Text messages and other forms of electronic communication enjoy exclusion from being considered a record in Dougall’s bill, a measure he says is meant to update the GRAMA law, which could not anticipate such technology when it was drafted in 1991.

“In the old days you picked up a phone and talked to somebody; that’s what texting is like today,” Dougall says. “That’s why I wanted to put texting in as ‘not a record.’ ”

Critics worry that Utah would stand alone as the only state to rule such messages as not being records, and that to do so would redirect secret conversations through text messages.

In September 2010, ABC 4 reporter Chris Vanocur used a GRAMA request to obtain a text message that was sent by the attorney for former Senate Majority Leader Sheldon Killpack to the Utah Attorney General’s Office. Killpack received a ticket for driving under the influence and was fighting to keep his driver’s license, despite having a reported blood alcohol level of .11. In the records Vanocur obtained was a text message Killpack’s attorney sent to a legislative liaison to the Attorney General’s Office that read: “Sheldon thinks you might be able to persuade Shurtleff to help w the length of his suspension. Anything to that? [sic]” The request was rejected by both a deputy attorney general as well as Attorney General Mark Shurtleff.

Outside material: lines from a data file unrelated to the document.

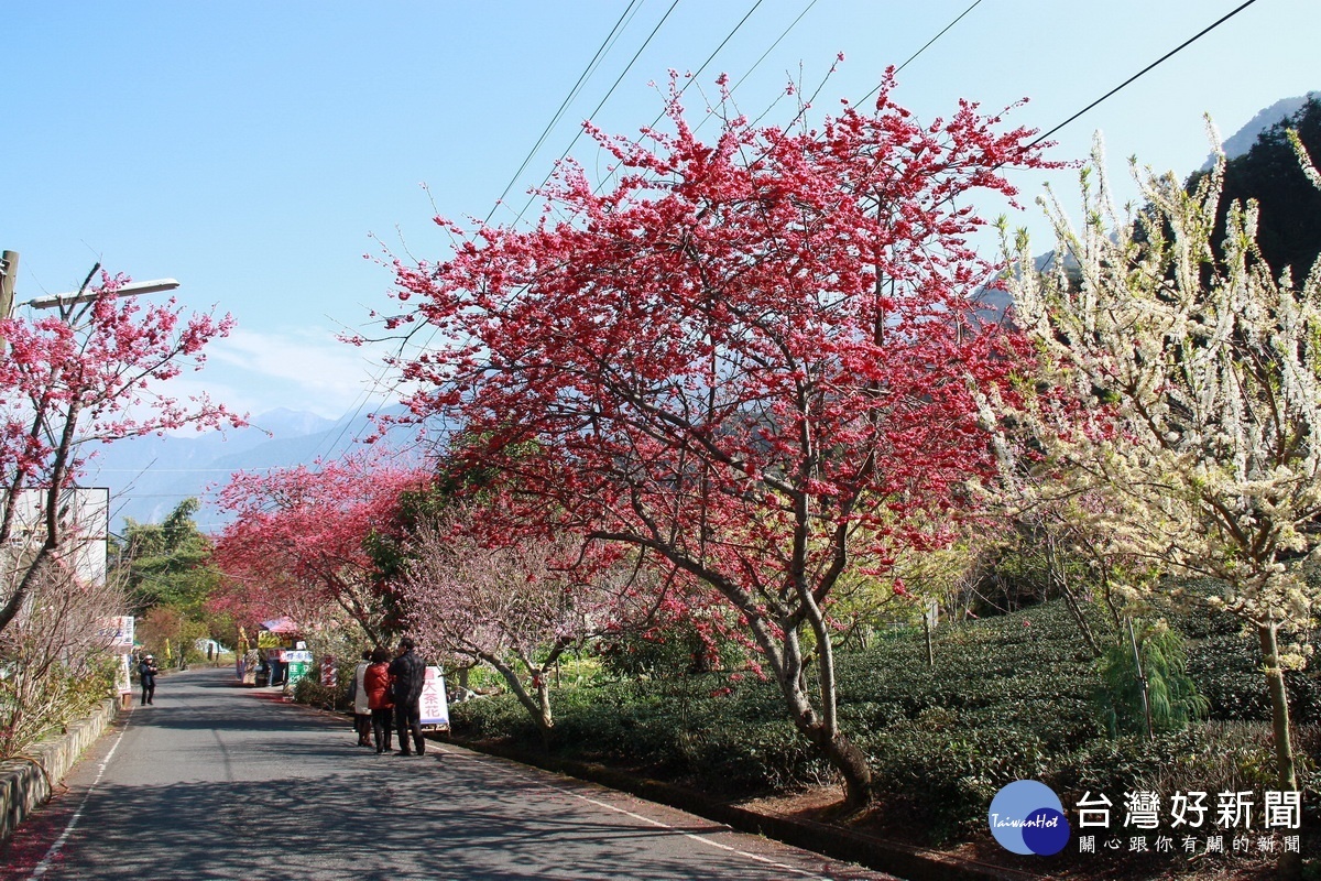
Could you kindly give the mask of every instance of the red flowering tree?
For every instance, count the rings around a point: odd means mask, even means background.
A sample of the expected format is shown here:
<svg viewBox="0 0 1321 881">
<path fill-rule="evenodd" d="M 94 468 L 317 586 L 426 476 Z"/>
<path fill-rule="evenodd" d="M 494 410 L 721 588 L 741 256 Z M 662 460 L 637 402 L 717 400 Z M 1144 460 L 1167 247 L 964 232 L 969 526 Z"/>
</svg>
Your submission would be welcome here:
<svg viewBox="0 0 1321 881">
<path fill-rule="evenodd" d="M 483 542 L 486 511 L 458 509 L 411 535 L 402 584 L 404 623 L 433 654 L 486 664 L 509 684 L 543 737 L 555 728 L 550 676 L 567 649 L 637 614 L 637 567 L 585 565 L 573 543 Z"/>
<path fill-rule="evenodd" d="M 851 804 L 871 771 L 836 713 L 831 592 L 939 543 L 923 524 L 991 465 L 970 388 L 1009 361 L 974 318 L 967 201 L 1044 165 L 971 103 L 919 125 L 892 85 L 819 131 L 725 115 L 709 144 L 671 88 L 672 132 L 593 129 L 612 188 L 565 164 L 535 230 L 437 218 L 453 256 L 396 264 L 396 321 L 445 337 L 400 362 L 412 412 L 465 425 L 523 523 L 717 590 Z"/>
<path fill-rule="evenodd" d="M 247 622 L 288 614 L 305 623 L 338 609 L 380 645 L 388 609 L 366 542 L 391 522 L 400 493 L 425 482 L 366 453 L 234 474 L 219 494 L 235 519 L 215 543 L 226 581 L 217 606 Z"/>
<path fill-rule="evenodd" d="M 201 369 L 202 347 L 234 320 L 184 320 L 173 299 L 151 306 L 116 299 L 127 281 L 102 273 L 99 287 L 85 284 L 55 313 L 0 317 L 0 631 L 49 565 L 71 565 L 77 530 L 62 519 L 61 497 L 96 445 L 243 424 L 205 396 L 185 403 L 160 394 L 185 367 Z"/>
</svg>

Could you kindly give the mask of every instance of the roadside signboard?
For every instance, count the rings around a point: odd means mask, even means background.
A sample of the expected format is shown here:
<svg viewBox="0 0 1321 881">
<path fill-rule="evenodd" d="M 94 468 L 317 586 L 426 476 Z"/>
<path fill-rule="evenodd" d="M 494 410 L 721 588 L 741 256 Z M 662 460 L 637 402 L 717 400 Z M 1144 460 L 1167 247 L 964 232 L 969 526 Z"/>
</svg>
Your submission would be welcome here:
<svg viewBox="0 0 1321 881">
<path fill-rule="evenodd" d="M 417 701 L 417 707 L 421 709 L 423 725 L 449 728 L 445 675 L 440 672 L 440 667 L 427 667 L 427 684 L 421 687 L 421 699 Z"/>
</svg>

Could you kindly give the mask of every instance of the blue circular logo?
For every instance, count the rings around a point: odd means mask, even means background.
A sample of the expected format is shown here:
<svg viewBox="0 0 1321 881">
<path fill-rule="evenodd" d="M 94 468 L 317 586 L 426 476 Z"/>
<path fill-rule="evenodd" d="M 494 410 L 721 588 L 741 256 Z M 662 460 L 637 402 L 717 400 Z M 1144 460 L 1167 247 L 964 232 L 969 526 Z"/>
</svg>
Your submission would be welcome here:
<svg viewBox="0 0 1321 881">
<path fill-rule="evenodd" d="M 1005 851 L 1054 856 L 1069 844 L 1069 819 L 1054 791 L 1038 781 L 1015 781 L 991 799 L 991 835 Z"/>
</svg>

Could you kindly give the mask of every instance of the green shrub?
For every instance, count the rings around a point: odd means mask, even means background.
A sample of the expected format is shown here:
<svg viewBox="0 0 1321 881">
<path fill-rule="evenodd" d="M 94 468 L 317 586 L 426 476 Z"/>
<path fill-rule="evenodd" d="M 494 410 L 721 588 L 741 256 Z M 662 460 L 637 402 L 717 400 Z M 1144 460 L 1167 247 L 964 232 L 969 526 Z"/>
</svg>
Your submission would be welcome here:
<svg viewBox="0 0 1321 881">
<path fill-rule="evenodd" d="M 1148 630 L 1133 637 L 1141 678 L 1133 656 L 1133 643 L 1106 649 L 1096 662 L 1100 674 L 1098 701 L 1111 737 L 1143 733 L 1148 720 L 1153 732 L 1173 732 L 1206 716 L 1210 704 L 1188 675 L 1188 652 L 1176 630 Z M 1147 692 L 1143 693 L 1143 679 Z"/>
</svg>

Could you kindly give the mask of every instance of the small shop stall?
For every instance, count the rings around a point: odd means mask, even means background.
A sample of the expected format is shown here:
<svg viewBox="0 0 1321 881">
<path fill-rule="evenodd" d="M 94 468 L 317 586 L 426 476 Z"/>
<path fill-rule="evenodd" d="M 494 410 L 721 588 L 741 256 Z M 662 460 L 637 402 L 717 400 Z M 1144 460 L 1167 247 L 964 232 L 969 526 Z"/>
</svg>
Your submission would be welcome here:
<svg viewBox="0 0 1321 881">
<path fill-rule="evenodd" d="M 240 630 L 240 651 L 234 662 L 238 680 L 258 688 L 284 686 L 289 691 L 312 670 L 312 652 L 308 643 L 299 638 L 300 633 L 299 623 L 288 616 L 263 621 L 255 634 L 255 646 Z"/>
</svg>

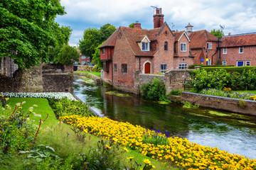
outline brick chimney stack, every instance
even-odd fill
[[[153,16],[154,17],[154,28],[161,27],[164,24],[164,16],[161,13],[161,8],[156,8],[156,13]]]
[[[138,21],[136,21],[136,23],[134,23],[134,29],[142,29],[141,23]]]

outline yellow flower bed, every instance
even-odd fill
[[[188,169],[256,169],[256,159],[232,154],[217,147],[191,143],[186,138],[168,137],[169,144],[165,145],[144,143],[144,137],[154,135],[155,132],[129,123],[114,121],[107,118],[78,115],[60,117],[60,120],[105,140],[114,138],[117,142],[138,149],[142,154],[156,160],[172,162]],[[164,134],[157,135],[166,137]]]

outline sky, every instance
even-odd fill
[[[118,28],[138,21],[143,29],[152,29],[154,8],[162,8],[171,30],[218,30],[225,35],[256,32],[255,0],[60,0],[67,14],[55,21],[73,30],[69,44],[76,46],[87,28],[106,23]]]

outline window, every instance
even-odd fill
[[[211,50],[212,43],[207,42],[207,50]]]
[[[149,51],[149,42],[142,42],[142,51]]]
[[[238,67],[243,66],[244,65],[243,64],[244,64],[243,61],[237,61],[237,66]]]
[[[186,52],[186,43],[181,43],[181,52]]]
[[[243,47],[239,47],[239,52],[238,53],[243,53]]]
[[[206,65],[211,65],[211,60],[210,60],[210,59],[208,59],[208,60],[206,61]]]
[[[188,64],[187,63],[178,64],[178,69],[188,69]]]
[[[122,64],[122,72],[127,73],[127,64]]]
[[[227,54],[227,51],[228,51],[227,48],[223,48],[223,54],[224,55]]]
[[[250,66],[250,61],[246,61],[245,66]]]
[[[117,72],[117,64],[114,64],[114,72]]]
[[[164,50],[168,50],[168,42],[164,42]]]
[[[167,71],[167,64],[161,64],[160,65],[160,72],[164,73]]]

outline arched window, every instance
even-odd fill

While Dougall acknowledges these kinds of interactions happen through e-mails and text messages, he believes they happen infrequently. “My contention is that these conversations take place in the hallways, not in e-mails. They’re in a process where there aren’t records anyway.” He also argues that even with current legal privacy protections, journalists and their attorney can still attempt to obtain private information.

“There’s a potential that they can be [disclosed],” Dougall says.

For Campbell, however, the current government-records law has provisions that have protected personal privacy well for the past two decades. He believes there’s a simple reason legislators keep repeating the constituent-privacy claim in arguing for Dougall’s bill.

“I think it’s a red herring,” Campbell says. “It’s meant to scare constituents.”